It’s not a question.
This is not an answer.
I freely admit that I am a very boring person. I do the same things every day over and over. The sameness and structure keep me healthy and sane. Boring is good. I haven’t always been boring. I used to be an exciting drama queen. And my life was a chaotic mess and I was very MI. I don’t ever want to go back to those days.
By some definitions; yes. By some definitions; no.
I was reading a book earlier about physics. Boring right? But in those words and equations there is not just some dry and inaccessible material which most don’t care about, but it depend on how you look at it. To me, I see the secrets of the universe being revealed, albeit slowly, in front of my very eyes. I read a section about how light passes through different media at different speeds, and then I look at a prism, and see that the light is “bent” into different visible parts of the electromagnetic spectrum. And that knowledge gives me, even though only in a small way, an increased understanding of how a spectroscope works: and that device is used to measure the light given off by stars millions of light years away. And in that, there is a small piece of the puzzle which our universe in composed of. And that’s what I’ve gleaned from a book about physics which I knew nothing about until the book arrived yesterday. And moreover, that’s knowledge which has been gained just from looking at symbols written in ink on a piece of tree manufactured into paper. Yes it’s all just words, but those words mean something, even if that meaning is different for different people. That’s what I think anyway.
May be i am not sure
I’m unique, nothing else
Once a guy told me, you are special. I seemed confused and he added ’ in a very good way’

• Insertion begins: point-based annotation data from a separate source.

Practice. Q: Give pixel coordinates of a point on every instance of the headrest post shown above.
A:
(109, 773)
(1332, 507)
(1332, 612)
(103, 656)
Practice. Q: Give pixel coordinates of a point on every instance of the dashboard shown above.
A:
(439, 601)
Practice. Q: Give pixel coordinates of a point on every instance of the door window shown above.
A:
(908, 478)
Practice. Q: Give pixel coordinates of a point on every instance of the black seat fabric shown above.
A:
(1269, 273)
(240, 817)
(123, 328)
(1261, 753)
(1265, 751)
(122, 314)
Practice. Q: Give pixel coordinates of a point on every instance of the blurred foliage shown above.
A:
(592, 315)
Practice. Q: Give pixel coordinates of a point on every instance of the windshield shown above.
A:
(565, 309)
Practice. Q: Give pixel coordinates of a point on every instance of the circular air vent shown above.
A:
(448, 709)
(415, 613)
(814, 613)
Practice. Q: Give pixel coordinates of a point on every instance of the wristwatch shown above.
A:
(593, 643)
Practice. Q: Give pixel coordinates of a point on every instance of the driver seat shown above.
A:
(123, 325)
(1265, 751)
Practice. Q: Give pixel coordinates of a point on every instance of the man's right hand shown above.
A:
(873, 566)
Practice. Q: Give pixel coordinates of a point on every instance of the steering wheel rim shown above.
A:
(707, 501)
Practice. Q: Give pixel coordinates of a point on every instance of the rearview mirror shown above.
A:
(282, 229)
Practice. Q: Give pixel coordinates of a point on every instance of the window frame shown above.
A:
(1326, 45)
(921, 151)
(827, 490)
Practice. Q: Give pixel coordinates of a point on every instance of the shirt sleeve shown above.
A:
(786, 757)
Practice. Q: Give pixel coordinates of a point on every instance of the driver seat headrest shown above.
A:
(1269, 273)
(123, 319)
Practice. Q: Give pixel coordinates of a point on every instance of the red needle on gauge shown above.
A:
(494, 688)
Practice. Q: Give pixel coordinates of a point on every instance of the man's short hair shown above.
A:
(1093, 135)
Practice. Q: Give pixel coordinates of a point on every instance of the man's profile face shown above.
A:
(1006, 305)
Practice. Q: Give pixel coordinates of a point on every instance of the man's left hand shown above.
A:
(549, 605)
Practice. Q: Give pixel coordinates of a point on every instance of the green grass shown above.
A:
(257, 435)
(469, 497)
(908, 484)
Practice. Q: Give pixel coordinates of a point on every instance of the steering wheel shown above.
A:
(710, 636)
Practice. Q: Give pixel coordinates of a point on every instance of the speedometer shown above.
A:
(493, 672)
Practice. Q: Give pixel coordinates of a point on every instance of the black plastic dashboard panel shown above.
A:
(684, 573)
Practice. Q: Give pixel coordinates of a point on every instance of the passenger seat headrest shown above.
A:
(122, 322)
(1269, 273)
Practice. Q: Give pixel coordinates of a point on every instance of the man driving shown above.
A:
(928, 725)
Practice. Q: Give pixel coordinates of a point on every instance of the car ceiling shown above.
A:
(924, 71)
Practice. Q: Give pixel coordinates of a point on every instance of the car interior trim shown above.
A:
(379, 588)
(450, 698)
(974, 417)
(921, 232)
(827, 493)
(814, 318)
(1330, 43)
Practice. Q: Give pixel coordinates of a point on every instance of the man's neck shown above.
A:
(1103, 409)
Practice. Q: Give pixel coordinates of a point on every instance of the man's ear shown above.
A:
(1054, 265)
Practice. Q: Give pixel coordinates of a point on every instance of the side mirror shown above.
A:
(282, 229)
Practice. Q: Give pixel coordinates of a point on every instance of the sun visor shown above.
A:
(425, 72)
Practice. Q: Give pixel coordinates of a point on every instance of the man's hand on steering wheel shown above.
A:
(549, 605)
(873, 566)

Maybe because I asked him why he was interested in me and did not have a girlfriend. I also tried helping him get on a dating site.
In my language we say
Akkkkkkkh. It is pronounced as Ahhhhhhhhhhh in Arabic. It means like I have so much to be sorry for.
I love my routine too even if I complain. It keeps me sane. I have a mediocre life, I am not who I used to be.
If I skip my skincare, I feel cranky the next day. If I am not in my bed at 9 - 10 pm I feel so grumpy and irritated.
I’m so boring. But I’m rarely bored.
I think I’m boring. I don’t have a job, I don’t go to school. I spend most of my time sitting around, smoking cigarettes, hanging out with my gf/family, drinking coffee, and meditating.
that sounds like a good life.
Besides the smoking cigarettes and sometimes drinking too much coffee, it is.
I’m boring on meds…no matter how scary it can be I find I’m never boring (or bored) when I’m psychotic. I kind of miss it…
Yes to the extreme. But I have some good days
I’m boring. I go to the store, listen to the radio, watch the news, drink tea or lattes. Sometimes go for walks
I like things the same too. I guess I’m boring that way too. I got upset that the store I shop at changed everything around, because I have to look for things now. I like knowing where stuff is when I shop. So everything took longer, and stressed me out. I’ll get over it, it just was very irritating. I like my routine, helps my stability it seems at least some.
Yes. I’m catastrophically boring. It keeps people away. I think that is what I want.
There is a lot to be said for appreciating the simple pleasures.
my sza plus my personality make me an interesting person. I’m also naturally a mysterious person. I draw inspiration from the underground music and fashion scene primarily. I’m what is considered “woke”
I strive to be anything but boring. I’m a spicy kind of guy.
Im a stranger to myself. But today i discovered something about myself…i never say no to gifts from other people…i say thank you for them but i dont mean it…i just take everything and i dont ask myself if i deserve those things.